Boston Police Commissioner
- In office 1934–1936
- Preceded by: Joseph J. Leonard
- Succeeded by: Joseph F. Timilty

Boston Fire Commissioner
- In office 1933–1934
- Preceded by: Edward F. McLaughlin
- Succeeded by: Edward F. McLaughlin

Personal details
- Born: September 1, 1880 Marlborough, Massachusetts
- Died: January 21, 1946 (aged 65) West Roxbury
- Alma mater: Manhattan College

= Eugene M. McSweeney =

American public safety official (1880-1946)

Eugene M. McSweeney (September 1, 1880 – January 21, 1946) was an American public safety official who served as Massachusetts Commission of Public Safety and Boston's police and fire commissioner.

==Early life==
McSweeney was born on September 1, 1880, in Marlborough, Massachusetts. He attended public school in Marlborough and Manhattan College in New York.

==Journalism==
McSweeney began his career with the Boston Traveler. He then worked for the Hearst organization from 1910 to 1923. He then organized the Eugene M. McSweeney Advertising Agency. Six years later he returned to Hearst as circulation manager and assistant publisher for the Boston Record and American.

==City of Boston==
===Fire commissioner===
In October 1933, fire commissioner Edward F. McLaughlin resigned in order to support Frederick Mansfield for Mayor. Mayor James Michael Curley chose McSweeney to replace McLaughlin. Mansfield won the election and McSweeney was replaced as fire commissioner in January 1934.

===Police commissioner===
In February 1934, Curley, now Governor of Massachusetts, removed Joseph J. Leonard from the office of police commissioner and replaced him with McSweeney.

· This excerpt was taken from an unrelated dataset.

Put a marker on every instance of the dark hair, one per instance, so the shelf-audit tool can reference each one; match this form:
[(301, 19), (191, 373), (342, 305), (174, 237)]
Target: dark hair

On November 25, 1936, Curley removed McSweeney from office on the grounds that McSweeney was protecting racketeers.

==Commonwealth of Massachusetts==
In 1937, Governor Charles F. Hurley made McSweeney chairman of the Massachusetts Development and Industrial Commission. As a member of the commission, McSweeney organized a promotional campaign to bring manufacturing plants to the state.

In December 1937, Hurley appointed Paul G. Kirk Sr. to a judgeship on the Suffolk County Superior Court and chose McSweeney to replace him as Public Safety Commissioner. In December 1941, Republican governor Leverett Saltonstall reappointed McSweeney. However, due to serious illness, John F. Stokes served as acting commissioner from December 1941 until McSweeney's resignation in March 1943. McSweeney died on January 21, 1946, at his home in West Roxbury.